Gestion bienveillante : ménager ses partenaires
Jeter un regard patient, attentif et ouvert sur ses partenaires et son entourage au bal, c’est d’abord aussi se jauger soi-même. Goûts, valeurs, préférences, qualités, faiblesses, tout s’y révèle un peu dans tout. Le petit monde du bal folk est grand par la diversité des personnes qui l’habitent. La variété de leurs façons d’être durant ces quelques heures de sociabilité légère suscite impressions et émotions.
- Nous nous connaissons, sans plus, elle me dévisage comme déjà dans bien d'autres bals, durant la brève partie marchée en chapelloise. Mais cette fois-ci elle est prise d'un quasi fou rire qui me déconcerte. Moi irrésistible ou moi ridicule ? Pourtant rien dit, rien fait. Des yeux revolvers, et elle en meurt de rire.
- Certains meneurs experts assurent leur plaisir par de spectaculaires ornementations pédestres faites d’indescriptibles techniques superflues. Ils bluffent des débutants déroutés qui y chercheraient un modèle abordable. Les meneuses me paraissent plus sobres en mouvements. Simplicité, exemplarité.

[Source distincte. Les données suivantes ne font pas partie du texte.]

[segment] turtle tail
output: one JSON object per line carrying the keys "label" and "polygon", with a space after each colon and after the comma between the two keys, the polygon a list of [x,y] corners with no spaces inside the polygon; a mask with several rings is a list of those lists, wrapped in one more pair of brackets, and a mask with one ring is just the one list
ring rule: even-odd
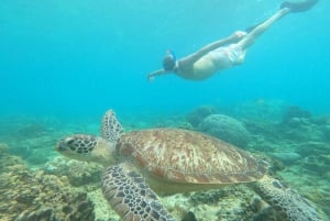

- Elle est comme endimanchée dans ce bal folk, c'est décalé, élégance différente joliment portée, elle l'assume, ça passe bien pour moi. Bon, les talons hauts en valse à huit temps, c'est quand même une épreuve difficile.
- Danser tous deux à égale hauteur d'yeux, c'est rare avec un gabarit comme le mien. Mais quand ma partenaire est de ma taille, une agréable, inhabituelle et délicate proximité s’établit. Promixité ? Promiscuité ? C’est aussi beaucoup sa respiration que je perçois autrement.
- Une cavalière petite à mignonne queue de cheval. Elle va attraper un torticolis en conversant pendant la valse si elle me regarde en contre-plongée. Mais si je me penche trop longuement pour lui parler à l'oreille, c'est moi qui vais souffrir du dos. Dansons donc et en silence, on tourne.
- Ah, la grande classe des danseurs en short ! La liberté des codes vestimentaires du genre folk est illimitée. Le plus du pire, c'est avec un marcel, sandales, parfois socquettes. Ce laisser-aller estival est-il répulsif pour mes possibles cavalières et la concurrence masculine en sera-t-elle donc réduite ? Ces campeurs velus ne dansent pas mal du tout, hélas !
- Elle a tout d'une danseuse folk de démonstration, mais un tatouage coloré et expressif au dessus de la cheville. Ses mouvements le dévoilent finement et impunément, grâce à ses jupes mi-longues. Vais-je banalement lui en trousser un compliment, entre deux danses, comme tout un chacun ? Oui, d'accord, c'est aussi "étudié pour". Tout atout.
- Sous l’influence peu résistible de mes cavalières, j'en arrive à diverses entorses aux codes d’authenticité. Swings de cercle circassien autres qu'en position réglementaire "couple moderne salon", ou encore ajout de pastourelle des fins de promenade, ou valses collé-serré « musette ».
- Elle est tellement jolie, pimpante et avenante que si elle s’avère trop débutante, je l'encouragerai très vivement. Je crains qu'elle ne refuse tout d'abord mon invitation à danser. Là, je lui trouverais des défauts insoutenables. Ainsi qu'à moi également.
- Il m’arrive de me faire inviter, pour une danse évidente, par une formule telle que « tu sais la danser ? moi pas vraiment…». J'accepte avec une feinte prudence par un « comme-ci, comme-ça », je me dis que cela met ma partenaire en confiance. Moi de même.
- Parfois quand je ne suis pas sûr de savoir bien faire, je m’y lance, sans trop oser dire «non, mais avec vous j’ai furieusement envie d’essayer».
Plus rarement, je mens poli(tique)ment pour fuir en disant que non, je ne sais pas faire (mais c’est à éviter en pays de connaissances).
- Après une éclipse longuette loin des bals, cette virtuose revient, parée en gitane, flamboyante en jupons orangés, ses cheveux noirs en cascade sur les reins, la jambe racée, le pied aérien, le talent et l'énergie intacts. Bonheur, grand trac : elle m'invite à danser ! Mes genoux sont presque en castagnettes et mon cœur trépide comme une basse funky. Surtout, ne pas démériter.